El esperado estreno local de Marisa Monte se dio en un auditorio Adela Reta colmado, en tres funciones seguidas.

Marisa

La telonera fue Alfonsina, quien cantó acompañada únicamente de su guitarra.1 Pese a tener que hacerlo con la luz de sala encendida, mientras la gente todavía se estaba acomodando, logró acaparar la atención con su técnica vocal espectacular y su seguridad como guitarrista, que desplegó en tres canciones con elementos de tango, flamenco, blues, fox y vals. Es más, luego de escucharla, en términos estrictamente vocales la propia Marisa Monte quedó opacada, quizá porque no tenía la voz en su mejor estado (su registro más grave era casi inexistente). Por suerte el problema tendió a atenuarse en el correr del show, no porque ella recuperara sus graves, sino porque el programa pareció calculado para ir ganando cada vez más agudos (una forma de hacer que el repertorio “levante” mientras la garganta se calienta).

El espectáculo que vimos fue una especie de retrospectiva de los grandes mojones de su trayectoria. Por lo que ella contó, y si entendí bien, fue preparado especialmente. Cuesta creerlo, porque tanto los arreglos como la iluminación eran tremendamente elaborados. El espectáculo empezó totalmente a oscuras con “Infinito particular”, y únicamente en los estribillos un foco iluminaba puntualmente el rostro de la cantante. Recién durante la segunda canción se reveló su precioso atuendo: vestido rojo y flores también rojas en el pelo, mientras tocaba el cavaqui-nho; era como una versión depurada de esas cantantes latinoamericanas que solían actuar en casinos antes de la Segunda Guerra.

Ese juego entre lo juvenil de su actitud y su físico, y una cultura que asociamos a nuestros abuelos o bisabuelos, es uno de los encantos de Marisa. Se asocia con su postura respecto al canto, encarado como disfrute de lo melodioso, como vehículo para textos que comentan sentimientos personales y elementos cotidianos, y que podemos asociar a vetas más que centenarias de la canción brasileña –la de modinhas, serestas y valses–, que ella conecta, además, con el espíritu nuevaolero de la Jovem Guarda.
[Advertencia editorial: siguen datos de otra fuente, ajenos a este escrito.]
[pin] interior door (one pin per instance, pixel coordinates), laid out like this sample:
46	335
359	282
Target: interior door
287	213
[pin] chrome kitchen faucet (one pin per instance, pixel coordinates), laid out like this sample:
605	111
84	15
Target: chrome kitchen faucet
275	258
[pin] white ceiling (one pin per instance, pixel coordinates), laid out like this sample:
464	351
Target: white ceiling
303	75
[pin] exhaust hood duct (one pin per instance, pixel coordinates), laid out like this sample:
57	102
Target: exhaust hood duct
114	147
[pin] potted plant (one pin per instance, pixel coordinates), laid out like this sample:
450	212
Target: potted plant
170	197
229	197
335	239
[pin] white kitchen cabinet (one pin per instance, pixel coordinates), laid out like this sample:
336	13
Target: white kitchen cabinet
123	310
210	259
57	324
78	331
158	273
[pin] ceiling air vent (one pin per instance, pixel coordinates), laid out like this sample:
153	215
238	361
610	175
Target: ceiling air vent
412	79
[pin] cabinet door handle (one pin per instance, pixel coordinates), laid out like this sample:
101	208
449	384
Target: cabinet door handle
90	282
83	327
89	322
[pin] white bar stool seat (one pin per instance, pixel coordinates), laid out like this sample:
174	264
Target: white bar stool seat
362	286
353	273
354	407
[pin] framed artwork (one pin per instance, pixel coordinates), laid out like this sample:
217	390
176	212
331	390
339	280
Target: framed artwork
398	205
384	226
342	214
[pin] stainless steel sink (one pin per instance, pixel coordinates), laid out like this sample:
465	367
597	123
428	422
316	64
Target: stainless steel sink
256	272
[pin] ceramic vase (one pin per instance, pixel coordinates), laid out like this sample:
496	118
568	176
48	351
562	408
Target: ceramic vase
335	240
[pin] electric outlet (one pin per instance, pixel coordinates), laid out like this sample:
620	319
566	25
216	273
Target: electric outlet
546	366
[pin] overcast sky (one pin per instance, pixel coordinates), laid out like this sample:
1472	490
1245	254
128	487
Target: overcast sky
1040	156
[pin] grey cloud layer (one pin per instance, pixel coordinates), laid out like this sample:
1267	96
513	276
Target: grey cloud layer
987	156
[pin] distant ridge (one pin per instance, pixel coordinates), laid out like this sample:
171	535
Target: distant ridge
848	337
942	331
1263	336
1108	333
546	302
Todo eso viene entreverado con canciones más evidentemente identitarias, como las tres piezas “históricas” del programa: “Dança da solidão”, de Paulinho da Viola, “Balança pema”, de Jorge Ben, y “A menina dança”, de Novos Baianos. Ella las canta sin ansiedad alguna de originalidad: las trata como clásicos, y se limita a mantenerlas vivas en su formato quizá inmejorable. En la tercera de ellas, aparte de los valores intrínsecamente musicales, era muy fuerte considerar que el guitarrista Pedro Baby –que hizo justicia en su acompañamiento a la endiablada guitarra del autor Moraes Moreira– es el hijo de Baby Consuelo (la cantante original), y que Dadi, el bajista, era quien tocaba en aquella grabación original de 1972.
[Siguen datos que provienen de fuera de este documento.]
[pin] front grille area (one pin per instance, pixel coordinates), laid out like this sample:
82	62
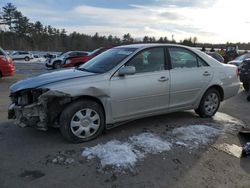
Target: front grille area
26	97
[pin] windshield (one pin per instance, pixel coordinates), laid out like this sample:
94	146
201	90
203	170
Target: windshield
242	57
64	54
107	60
2	52
96	50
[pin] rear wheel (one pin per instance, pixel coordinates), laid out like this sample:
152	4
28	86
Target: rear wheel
209	104
246	85
82	121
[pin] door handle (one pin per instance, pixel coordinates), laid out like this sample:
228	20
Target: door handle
163	79
206	73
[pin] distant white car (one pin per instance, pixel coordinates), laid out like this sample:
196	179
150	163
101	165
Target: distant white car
57	62
238	60
18	55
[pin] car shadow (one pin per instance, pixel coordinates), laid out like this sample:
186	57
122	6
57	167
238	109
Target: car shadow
244	161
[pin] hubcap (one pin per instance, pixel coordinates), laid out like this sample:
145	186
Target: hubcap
85	123
211	103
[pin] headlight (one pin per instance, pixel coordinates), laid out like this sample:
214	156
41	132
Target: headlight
68	61
36	93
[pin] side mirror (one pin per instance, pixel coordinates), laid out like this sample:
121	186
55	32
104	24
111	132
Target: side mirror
127	70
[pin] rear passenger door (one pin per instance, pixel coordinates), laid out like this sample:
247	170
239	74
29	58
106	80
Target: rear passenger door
189	75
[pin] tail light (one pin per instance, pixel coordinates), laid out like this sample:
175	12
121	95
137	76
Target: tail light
68	61
4	58
237	72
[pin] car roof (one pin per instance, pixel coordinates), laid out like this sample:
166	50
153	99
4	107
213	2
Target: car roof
144	45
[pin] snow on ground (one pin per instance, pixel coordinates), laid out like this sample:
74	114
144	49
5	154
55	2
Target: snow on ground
124	155
194	135
150	143
113	153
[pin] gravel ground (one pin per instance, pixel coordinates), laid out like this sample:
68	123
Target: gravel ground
31	158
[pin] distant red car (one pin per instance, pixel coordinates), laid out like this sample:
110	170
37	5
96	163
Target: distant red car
76	61
7	67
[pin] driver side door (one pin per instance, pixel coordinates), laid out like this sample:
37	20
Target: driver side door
145	92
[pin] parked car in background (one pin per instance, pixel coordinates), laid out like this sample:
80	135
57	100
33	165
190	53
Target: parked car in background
238	60
124	83
244	72
7	67
57	62
19	55
216	56
76	61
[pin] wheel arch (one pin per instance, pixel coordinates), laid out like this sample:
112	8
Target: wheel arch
219	89
91	98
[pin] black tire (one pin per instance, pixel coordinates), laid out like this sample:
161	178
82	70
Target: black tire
68	115
26	58
202	110
56	65
246	86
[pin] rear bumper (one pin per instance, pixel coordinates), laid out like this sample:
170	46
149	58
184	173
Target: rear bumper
231	90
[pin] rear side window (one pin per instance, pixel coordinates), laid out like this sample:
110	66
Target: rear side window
182	58
202	63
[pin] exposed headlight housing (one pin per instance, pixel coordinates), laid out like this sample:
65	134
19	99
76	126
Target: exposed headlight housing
68	61
28	96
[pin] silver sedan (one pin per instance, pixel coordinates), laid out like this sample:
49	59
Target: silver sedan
123	83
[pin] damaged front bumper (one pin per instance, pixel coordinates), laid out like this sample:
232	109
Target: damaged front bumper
33	115
39	111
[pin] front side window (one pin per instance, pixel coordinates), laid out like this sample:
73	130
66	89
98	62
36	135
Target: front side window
182	58
148	60
107	60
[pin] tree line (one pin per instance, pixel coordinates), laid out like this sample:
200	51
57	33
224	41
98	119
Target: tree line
17	32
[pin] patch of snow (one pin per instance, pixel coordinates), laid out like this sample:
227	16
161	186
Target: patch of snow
233	149
62	160
125	154
195	135
113	153
225	118
179	143
150	143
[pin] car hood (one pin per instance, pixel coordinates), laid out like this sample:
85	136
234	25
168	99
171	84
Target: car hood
235	62
48	78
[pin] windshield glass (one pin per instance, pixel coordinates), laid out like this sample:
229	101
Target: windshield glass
240	58
93	52
64	54
107	60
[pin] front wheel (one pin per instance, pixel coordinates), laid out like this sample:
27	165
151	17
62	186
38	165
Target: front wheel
82	121
246	86
26	58
209	104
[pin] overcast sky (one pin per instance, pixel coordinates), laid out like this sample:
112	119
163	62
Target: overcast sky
209	20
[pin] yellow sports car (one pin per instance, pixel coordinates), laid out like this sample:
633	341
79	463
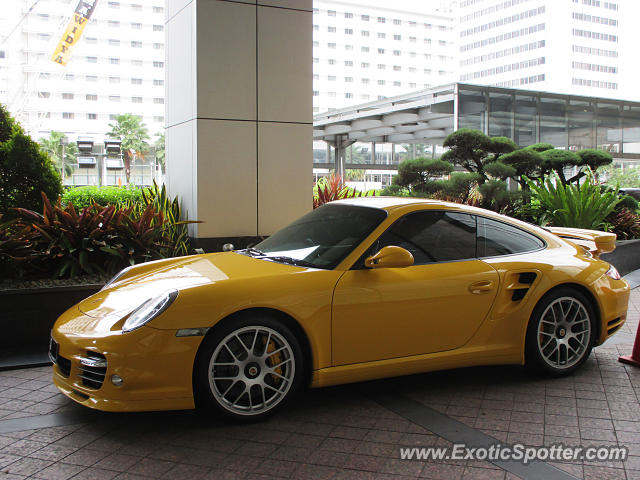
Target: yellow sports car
354	290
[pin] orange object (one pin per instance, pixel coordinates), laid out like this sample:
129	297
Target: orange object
634	358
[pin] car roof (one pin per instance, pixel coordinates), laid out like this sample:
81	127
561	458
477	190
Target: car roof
392	203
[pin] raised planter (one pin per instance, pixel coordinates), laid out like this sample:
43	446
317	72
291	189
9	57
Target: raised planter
28	315
626	256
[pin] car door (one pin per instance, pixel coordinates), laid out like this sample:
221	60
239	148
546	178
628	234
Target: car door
435	305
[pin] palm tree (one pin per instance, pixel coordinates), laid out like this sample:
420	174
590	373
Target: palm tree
53	147
133	134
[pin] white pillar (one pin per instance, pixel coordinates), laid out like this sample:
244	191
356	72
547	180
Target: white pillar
239	114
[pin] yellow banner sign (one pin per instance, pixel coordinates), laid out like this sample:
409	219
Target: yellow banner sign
73	31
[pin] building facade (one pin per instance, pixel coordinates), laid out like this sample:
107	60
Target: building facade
570	46
117	66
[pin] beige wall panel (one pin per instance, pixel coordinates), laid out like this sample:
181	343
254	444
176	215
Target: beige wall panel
181	167
180	72
284	174
284	65
226	178
297	4
226	60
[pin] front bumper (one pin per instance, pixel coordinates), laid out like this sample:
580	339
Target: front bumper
156	366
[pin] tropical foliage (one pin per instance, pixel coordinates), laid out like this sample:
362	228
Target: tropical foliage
25	171
62	157
582	205
134	136
333	188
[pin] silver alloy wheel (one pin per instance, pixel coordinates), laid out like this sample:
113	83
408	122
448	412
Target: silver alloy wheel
251	370
564	332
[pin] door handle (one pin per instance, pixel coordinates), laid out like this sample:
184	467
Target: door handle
478	288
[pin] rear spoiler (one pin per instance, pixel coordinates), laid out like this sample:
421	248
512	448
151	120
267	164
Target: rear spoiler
593	240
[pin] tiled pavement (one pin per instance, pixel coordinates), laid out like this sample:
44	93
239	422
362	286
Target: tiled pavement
335	433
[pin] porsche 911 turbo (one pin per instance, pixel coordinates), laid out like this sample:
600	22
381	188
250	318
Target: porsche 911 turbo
355	290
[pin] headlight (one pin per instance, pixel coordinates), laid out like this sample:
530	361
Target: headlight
149	310
117	277
613	273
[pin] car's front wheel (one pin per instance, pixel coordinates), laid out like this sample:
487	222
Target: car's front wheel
561	332
249	368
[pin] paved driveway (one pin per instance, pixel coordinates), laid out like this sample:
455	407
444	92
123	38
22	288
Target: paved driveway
351	432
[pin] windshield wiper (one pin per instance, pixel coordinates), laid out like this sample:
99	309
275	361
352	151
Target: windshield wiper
291	260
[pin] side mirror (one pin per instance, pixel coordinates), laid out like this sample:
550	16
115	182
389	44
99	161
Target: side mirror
390	257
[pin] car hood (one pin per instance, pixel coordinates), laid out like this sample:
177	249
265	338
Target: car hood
147	281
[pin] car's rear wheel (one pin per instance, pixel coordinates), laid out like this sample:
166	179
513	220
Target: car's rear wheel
249	368
561	332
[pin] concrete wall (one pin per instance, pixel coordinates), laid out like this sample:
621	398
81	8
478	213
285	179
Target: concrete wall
239	113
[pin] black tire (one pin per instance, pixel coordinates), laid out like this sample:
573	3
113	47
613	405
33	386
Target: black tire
266	374
561	348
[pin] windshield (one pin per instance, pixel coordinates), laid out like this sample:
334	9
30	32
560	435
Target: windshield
324	237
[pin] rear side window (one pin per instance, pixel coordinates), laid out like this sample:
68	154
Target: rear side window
433	236
497	238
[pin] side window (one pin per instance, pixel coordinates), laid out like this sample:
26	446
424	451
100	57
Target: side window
433	236
497	238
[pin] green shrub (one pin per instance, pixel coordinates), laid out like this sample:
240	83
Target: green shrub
82	197
24	170
63	242
578	206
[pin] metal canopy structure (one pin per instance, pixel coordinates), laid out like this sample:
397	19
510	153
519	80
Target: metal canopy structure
428	116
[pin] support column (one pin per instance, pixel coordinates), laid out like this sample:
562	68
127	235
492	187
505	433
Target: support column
239	115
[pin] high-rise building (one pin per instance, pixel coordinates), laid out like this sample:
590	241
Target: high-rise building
584	47
116	67
369	50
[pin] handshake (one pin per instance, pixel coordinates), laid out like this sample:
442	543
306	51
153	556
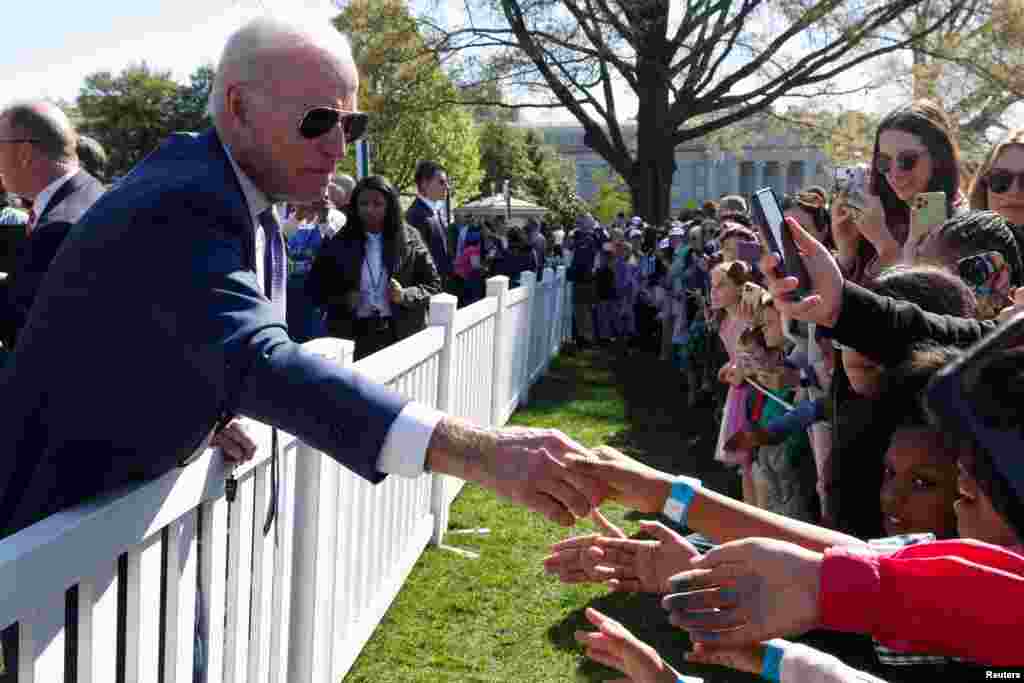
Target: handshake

Así como Marisa incorpora la tradición como intérprete, también lo hace como compositora. Un ejemplo notable es su delicioso samba “Quatro paredes”. Fue precioso oír, y además ver, con qué gracia maliciosa y juguetona, y con qué fineza, Marisa cantó ese tema en que explicita estar buscando la oportunidad para hablar con su interlocutor “en particular”, “cuatro paredes, yo, vos y Dios”.

Aparte de Dadi y Baby, actuaban el gran batero Marcelo Costa y el excelente percusionista Pretinho da Serrinha. Todos tocaban otros instrumentos, integrando un núcleo polifuncional gracias al cual prácticamente cada tema sonó como si fuera una banda distinta.
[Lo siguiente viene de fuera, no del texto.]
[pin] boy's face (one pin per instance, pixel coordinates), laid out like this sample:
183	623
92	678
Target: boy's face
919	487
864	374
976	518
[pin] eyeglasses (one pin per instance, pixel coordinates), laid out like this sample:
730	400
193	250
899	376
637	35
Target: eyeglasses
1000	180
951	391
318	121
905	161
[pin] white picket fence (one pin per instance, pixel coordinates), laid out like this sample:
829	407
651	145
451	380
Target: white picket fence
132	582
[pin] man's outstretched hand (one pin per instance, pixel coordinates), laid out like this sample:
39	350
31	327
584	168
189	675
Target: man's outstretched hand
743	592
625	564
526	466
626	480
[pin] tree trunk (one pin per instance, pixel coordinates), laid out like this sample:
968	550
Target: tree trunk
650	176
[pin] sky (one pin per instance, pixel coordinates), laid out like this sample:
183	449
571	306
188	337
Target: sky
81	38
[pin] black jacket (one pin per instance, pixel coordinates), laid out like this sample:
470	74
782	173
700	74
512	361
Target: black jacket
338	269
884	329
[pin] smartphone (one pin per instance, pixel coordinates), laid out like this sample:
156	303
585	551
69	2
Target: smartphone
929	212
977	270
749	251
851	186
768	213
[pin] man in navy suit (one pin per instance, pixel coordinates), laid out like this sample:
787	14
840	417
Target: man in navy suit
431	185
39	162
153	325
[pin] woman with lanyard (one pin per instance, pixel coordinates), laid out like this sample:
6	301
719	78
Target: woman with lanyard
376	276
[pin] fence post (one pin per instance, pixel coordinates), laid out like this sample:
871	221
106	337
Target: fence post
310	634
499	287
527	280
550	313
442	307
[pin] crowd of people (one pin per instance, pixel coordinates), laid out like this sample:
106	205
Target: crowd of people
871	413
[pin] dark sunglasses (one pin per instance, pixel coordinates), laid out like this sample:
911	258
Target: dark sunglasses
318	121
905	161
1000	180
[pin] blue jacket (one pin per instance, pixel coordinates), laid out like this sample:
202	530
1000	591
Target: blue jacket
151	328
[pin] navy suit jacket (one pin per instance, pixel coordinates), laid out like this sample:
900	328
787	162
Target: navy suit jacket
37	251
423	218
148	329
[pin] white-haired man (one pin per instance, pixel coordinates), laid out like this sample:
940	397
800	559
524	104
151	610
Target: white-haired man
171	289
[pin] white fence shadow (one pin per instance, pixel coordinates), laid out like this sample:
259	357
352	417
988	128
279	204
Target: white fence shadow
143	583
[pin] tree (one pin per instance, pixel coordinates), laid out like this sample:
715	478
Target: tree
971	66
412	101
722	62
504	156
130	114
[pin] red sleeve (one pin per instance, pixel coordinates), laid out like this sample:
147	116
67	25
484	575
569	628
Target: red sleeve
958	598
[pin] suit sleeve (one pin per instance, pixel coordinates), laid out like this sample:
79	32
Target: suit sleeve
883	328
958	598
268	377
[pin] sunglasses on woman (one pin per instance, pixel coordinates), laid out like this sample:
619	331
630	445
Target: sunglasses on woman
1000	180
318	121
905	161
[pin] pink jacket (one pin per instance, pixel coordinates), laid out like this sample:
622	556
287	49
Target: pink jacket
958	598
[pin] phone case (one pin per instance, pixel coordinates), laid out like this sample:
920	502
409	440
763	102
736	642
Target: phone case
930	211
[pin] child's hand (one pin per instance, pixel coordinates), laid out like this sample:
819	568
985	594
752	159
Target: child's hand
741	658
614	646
La fineza del concierto no pegó del todo con un sector del público metido en una disposición cholula de culto a la personalidad, agravada por un pesado afectado de descontroles hormonales que vociferaba cada diez minutos: “¡Te amo Marisa! ¡Sos maravillosa!”. Deseé tener poderes telequinéticos para deportar a esa gente a un show de One Direction en Ucrania. Pero, en fin, nada de eso logró estropear el vuelo de un espectáculo exquisito como pocos.

1. Este comentario se refiere a la primera función, del viernes 26.